Mrs Rose finished gathering her materials, and proceeded to mix her pain d’épices, or Flemish gingerbread, while Mrs Tremayne made Barbara sit down in a large chair furnished with soft cushions. Arthur came too, having picked up his big book, and seated himself in the window-seat with it, his long hair falling over his face as he bent down over it but whether he were reading or listening was known only to himself.

The full account of John Avery’s end was given to these his dearest friends, and there was a good deal of conversation about other members of the family: and Barbara heard, to her surprise, that a cousin of Clare, a child rather older than herself, was shortly coming to live at the parsonage. Lysken van Barnevelt (a fictitious person), like Clare, was an only child and an orphan; and Mr Tremayne purposed to pay his debt to the Averys by the adoption of Frances Avery’s child. But Barbara was rather dismayed when she heard that Lysken would not at first be able to talk to her cousin, since her English was of the most fragmentary description.
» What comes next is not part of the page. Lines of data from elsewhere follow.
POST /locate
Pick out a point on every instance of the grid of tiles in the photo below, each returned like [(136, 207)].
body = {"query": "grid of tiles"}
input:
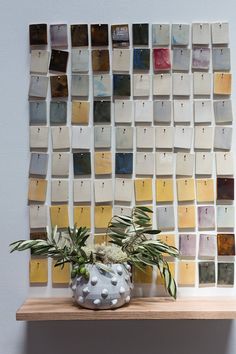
[(135, 114)]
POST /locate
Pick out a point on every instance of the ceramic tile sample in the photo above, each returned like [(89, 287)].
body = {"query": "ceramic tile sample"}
[(180, 34), (160, 34), (221, 59), (226, 244), (222, 83), (124, 138), (60, 164), (121, 85), (120, 36), (58, 36), (185, 189), (186, 273), (120, 60), (181, 59), (144, 163), (164, 163), (124, 190), (141, 59), (223, 138), (182, 111), (186, 217), (102, 163), (205, 190), (37, 190), (123, 111), (225, 275), (140, 34), (206, 217), (187, 245), (206, 271), (59, 191), (207, 246), (165, 218), (143, 190), (58, 113), (82, 163), (201, 58), (223, 111), (38, 34), (99, 35), (100, 60), (204, 163), (81, 138), (123, 163), (103, 190), (225, 217), (101, 112), (102, 137), (162, 84), (82, 216), (103, 214), (164, 190), (162, 112), (38, 271), (37, 113), (38, 164), (79, 35), (82, 191)]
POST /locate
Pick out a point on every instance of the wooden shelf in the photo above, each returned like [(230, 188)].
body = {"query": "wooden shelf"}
[(56, 309)]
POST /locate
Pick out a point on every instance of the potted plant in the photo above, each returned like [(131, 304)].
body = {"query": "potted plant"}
[(101, 274)]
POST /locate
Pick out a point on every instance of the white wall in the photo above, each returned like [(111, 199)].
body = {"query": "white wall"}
[(70, 337)]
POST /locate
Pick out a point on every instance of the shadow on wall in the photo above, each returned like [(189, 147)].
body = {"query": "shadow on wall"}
[(133, 337)]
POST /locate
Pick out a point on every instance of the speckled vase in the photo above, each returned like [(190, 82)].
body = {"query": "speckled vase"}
[(104, 289)]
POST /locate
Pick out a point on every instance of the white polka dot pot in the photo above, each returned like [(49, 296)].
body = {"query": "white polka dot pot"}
[(104, 289)]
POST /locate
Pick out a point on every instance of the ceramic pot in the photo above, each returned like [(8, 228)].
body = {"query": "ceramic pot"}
[(104, 289)]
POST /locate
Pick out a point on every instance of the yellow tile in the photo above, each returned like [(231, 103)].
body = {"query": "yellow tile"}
[(38, 270), (37, 190), (80, 112), (103, 214), (82, 216), (59, 216), (143, 189), (102, 163), (186, 272), (164, 190), (143, 277), (205, 190), (159, 279), (185, 189), (60, 275), (222, 83), (186, 217)]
“She will soon learn,” said Mrs Tremayne.

“And until she shall learn, I only can talk to her,” added Mrs Rose, laughing. “Ay de mi! I must pull up my Flemish out of my brains. It is so deep down, I do wonder if it will come. It is—let me see!—forty, fifty—ma foi! ’tis nigh sixty years since I talk Flemish with my father!”

“And now, tell us, what manner of child is Clare?” asked Mrs Tremayne.